After being in the Bel-Ridge Municipal Court, I have a better understanding of my traffic stop. In my opinion, that traffic stop was a moneymaker for Bel-Ridge, Missouri. In my opinion, the Bel-Ridge political establishment sends out its police force for the purpose of making money. Bel-Ridge police seek out every minor infraction and issue a ticket which helps pay the salary's of all the public officials. Again, it is my opinion that Bel-Ridge and all other communities who use their police force as a moneymaker should be stopped. If they will not stop, these communities should be disincorporated, removing their ability to use police powers for that purpose...
AuBuchon To Open Shop
Rich AuBuchon is leaving Polsinelli and will be hanging out a shingle… the AuBuchon Law Firm, which will likely handle both legal and lobbying work.
Before Polsinelli, AuBuchon was with the Missouri Chamber, and had a stint with Lieutenant Governor Peter Kinder as well and the Matt Blunt administration.
ACLU Runs Web Ads on Abortion Bill
It looks like the ACLU is running ads asking people to call their state representative and state senators on HB 1307 – the abortion wait bill. Specifically targeted are Sens. Ryan Silvey, David Pearce and Bob Dixon.
As a reminder the handy-dandy MOScout Veto Session Spreadsheet can be seen here. It lists the bills, who testified in favor and against, links to the bill summaries and veto letters, and the vote break-downs on each bill.
Michael Brown Funeral
The funeral service for Michael Brown is scheduled for this morning at 10am… The crowd-funding donations for the family have exceeded the $200K goal. See it here.
Stelzer for House 80
Robert Stelzer started a campaign committee to run for House 80 as a Democrat in 2016. This appears to be part of the new fad (a la Hanaway) of declaring for an office before the cycle actual begins. The current state representative, Mike Colona, will be termed in 2016. His expected replacement, Missy Pinkerton, recently switched to run for Alderman after her alderman was appointed to Recorder of Deeds, when the current recorder resigned due to nepotism charges. Got it?
Stelzer is the son of a St. Louis City committeeman. He ran for state representative in 2008, taking third (22% of the vote) in a five-way primary which Colona won (42% of the vote).
Follow-Up Lembke for Onder… Not So Fast, Drebes.

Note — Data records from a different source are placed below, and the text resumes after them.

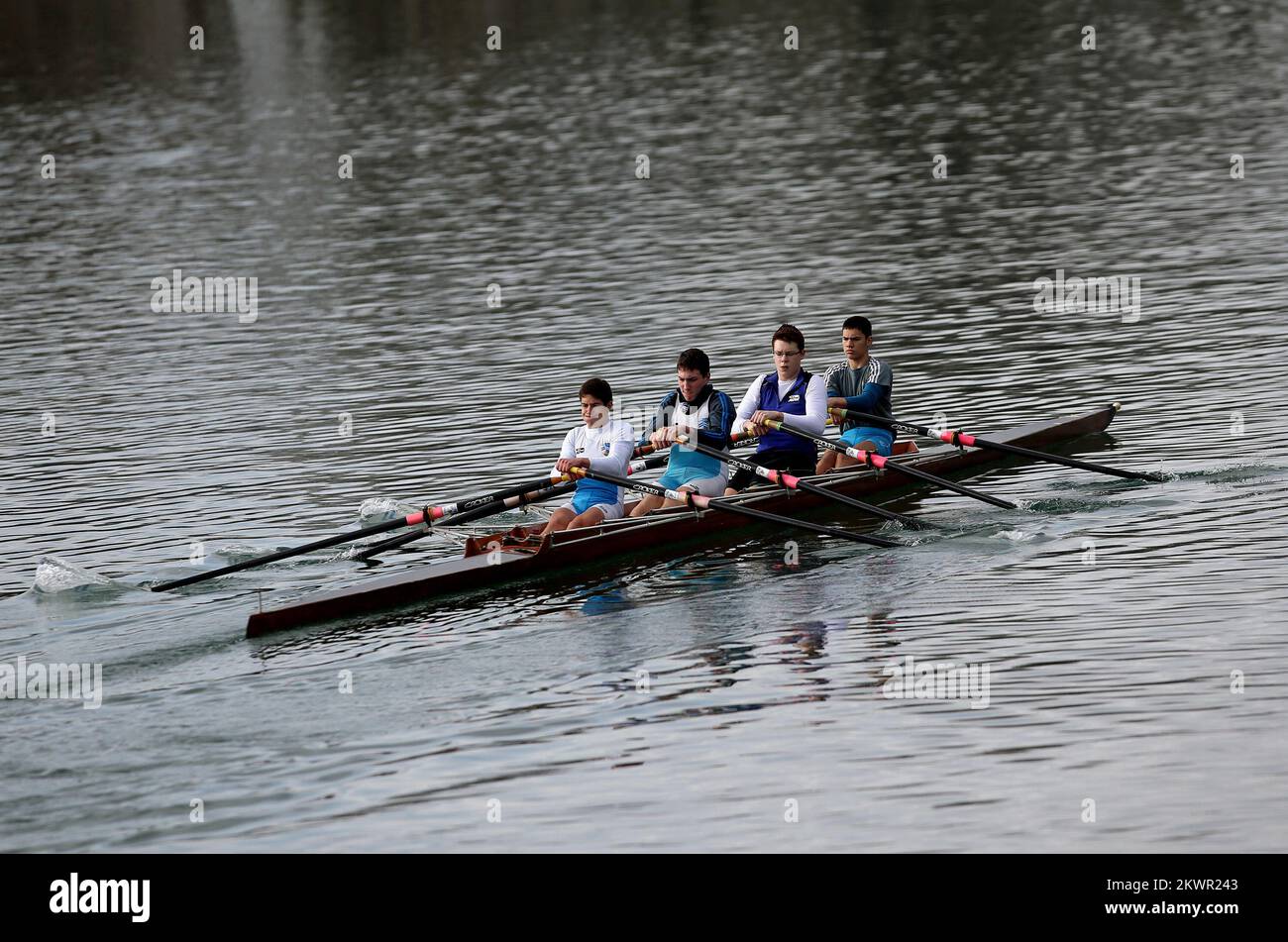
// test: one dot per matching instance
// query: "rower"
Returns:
(695, 408)
(863, 383)
(790, 392)
(601, 443)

A source close to the Onder operations says that Sen-elect Bob Onder has NOT made any personnel decisions regarding his Senate staff. Onder is seeking applicants for all staff positions, including chief of staff…

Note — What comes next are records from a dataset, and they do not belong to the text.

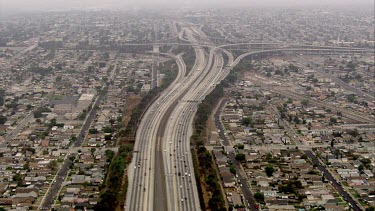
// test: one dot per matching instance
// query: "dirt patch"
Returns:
(131, 103)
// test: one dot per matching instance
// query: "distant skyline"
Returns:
(45, 5)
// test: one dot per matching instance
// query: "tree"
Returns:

Powered by Mary Scruggs’ indispensable events calendar:
Rep. Genise Montecillo – Fire Fighter Local 73, 4271 Delor, St. Louis – 5pm - 8pm.
Midwest Region Laborers’ Political League Education Fund - $5,489 from Laborers Supplemental Dues Fund.

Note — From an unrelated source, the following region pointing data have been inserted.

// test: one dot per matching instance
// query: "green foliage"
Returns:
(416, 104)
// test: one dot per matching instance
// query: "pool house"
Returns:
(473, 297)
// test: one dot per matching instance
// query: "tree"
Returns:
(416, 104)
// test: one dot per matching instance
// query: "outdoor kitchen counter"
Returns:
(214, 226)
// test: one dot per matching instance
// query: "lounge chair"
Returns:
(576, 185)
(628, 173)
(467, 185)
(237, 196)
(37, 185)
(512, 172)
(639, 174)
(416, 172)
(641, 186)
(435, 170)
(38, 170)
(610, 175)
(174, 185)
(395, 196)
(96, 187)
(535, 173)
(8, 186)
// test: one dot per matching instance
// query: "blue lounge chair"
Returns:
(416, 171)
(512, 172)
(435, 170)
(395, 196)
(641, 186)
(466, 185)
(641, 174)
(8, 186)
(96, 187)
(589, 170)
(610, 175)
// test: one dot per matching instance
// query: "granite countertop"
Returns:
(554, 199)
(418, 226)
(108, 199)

Midwest Region Laborers’ Political League Education Fund - $5,616 from Laborers Supplemental Dues Fund.
Citizens for Steve Stenger - $10,000 from Centene Management Company LLC.
Missourians for Koster - $7,500f rom MACO Development Company LLC.
Citizens for Rapid Response - $8,000 from Wentzville Professional Firefighters.
Connect KC - $27,433 from Sly James for Mayor.
Sanders of Jackson County - $10,000 from Dollar Burns Becker.
Dempsey for Missouri - $15,000 from Lewis & Clark Leadership Forum.
Happy birthday to Rep. Josh Peters (27).
To St. Louis County Assessor Jake Zimmerman and wife, Megan, on the birth of their son, Gabriel Charles Zimmerman (6 lbs, 2 ounces; 20 inches).